Now Richard Stengel, the editor of Time magazine, has distilled countless hours of intimate conversation with Mandela into fifteen essential life lessons. For nearly three years, including the critical period when Mandela moved South Africa toward the first democratic elections in its history, Stengel collaborated with Mandela on his autobiography, Long Walk to Freedom, and traveled with him everywhere. Eating with him, watching him campaign, hearing him think out loud, Stengel came to know all the different sides of this complex man and became a cherished friend and colleague.
In Mandela’s Way, Stengel recounts the moments in which “the grandfather of South Africa” was tested and shares the wisdom he learned: why courage is more than the absence of fear, why we should keep our rivals close, why the answer is not always either/or but often “both,” how important it is for each of us to find something away from the world that gives us pleasure and satisfaction—our own garden. Woven into these life lessons are remarkable stories—of Mandela’s childhood as the protégé of a tribal king, of his early days as a freedom fighter, of the twenty-seven-year imprisonment that could not break him, and of his fulfilling remarriage at the age of eighty.
This uplifting book captures the spirit of this extraordinary man—warrior, martyr, husband, statesman, and moral leader—and spurs us to look within ourselves, reconsider the things we take for granted, and contemplate the legacy we’ll leave behind.

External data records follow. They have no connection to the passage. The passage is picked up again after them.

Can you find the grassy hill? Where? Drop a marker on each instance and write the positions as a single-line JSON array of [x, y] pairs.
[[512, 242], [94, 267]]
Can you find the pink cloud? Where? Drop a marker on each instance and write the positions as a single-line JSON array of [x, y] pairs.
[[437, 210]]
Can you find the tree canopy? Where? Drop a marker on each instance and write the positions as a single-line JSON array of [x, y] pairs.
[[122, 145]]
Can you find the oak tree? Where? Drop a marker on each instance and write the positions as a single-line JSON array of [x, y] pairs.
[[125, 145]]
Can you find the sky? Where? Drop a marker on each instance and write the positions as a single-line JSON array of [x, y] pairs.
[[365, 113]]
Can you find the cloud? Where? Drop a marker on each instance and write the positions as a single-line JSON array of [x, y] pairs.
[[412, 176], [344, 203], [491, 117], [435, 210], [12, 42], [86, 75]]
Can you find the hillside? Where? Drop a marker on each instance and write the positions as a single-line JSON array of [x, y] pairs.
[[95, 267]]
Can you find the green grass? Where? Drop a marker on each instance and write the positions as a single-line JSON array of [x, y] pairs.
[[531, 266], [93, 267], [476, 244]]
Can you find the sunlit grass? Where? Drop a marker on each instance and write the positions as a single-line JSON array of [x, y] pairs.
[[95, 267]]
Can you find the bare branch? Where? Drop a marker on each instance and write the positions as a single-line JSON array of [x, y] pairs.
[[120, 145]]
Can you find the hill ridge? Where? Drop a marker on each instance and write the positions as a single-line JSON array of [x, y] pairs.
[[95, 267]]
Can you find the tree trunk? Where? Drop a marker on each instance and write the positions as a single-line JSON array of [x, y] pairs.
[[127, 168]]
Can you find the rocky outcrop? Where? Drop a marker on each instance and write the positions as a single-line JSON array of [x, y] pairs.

After spending two years with Nelson Mandela collaborating on his autobiography, Long Walk to Freedom, author and Time managing editor Stengel (You're Too Kind) felt that leaving Mandela's side "was like the sun going out of my life." In 15 compelling chapters, Stengel uses his inside perspective and more than 70 hours of taped interviews to distill wisdom from "the grandfather of South Africa," who recently turned 91, while also recounting stories from Mandela's childhood, his days as a revolutionary, his 27-year imprisonment, and his time negotiating for the country's first democratic elections. Stengel also explores Mandela's romantic relationships, including his three wives (the latest of whom, Graca Machel, he married at age 80). It's the intersection of Mandela's personal life with his part in world history that makes this portrait so vivid and compelling; indeed, the personal role he's played in Stengel's life (it was Mandela who urged Stengel to marry his wife; he became godfather to Stengel's first son) lend the volume's self-help aspects real resonance. Peeling back the many layers of Mandela's life, Stengel provides a clear view of Mandela's legacy and the lessons he has to teach.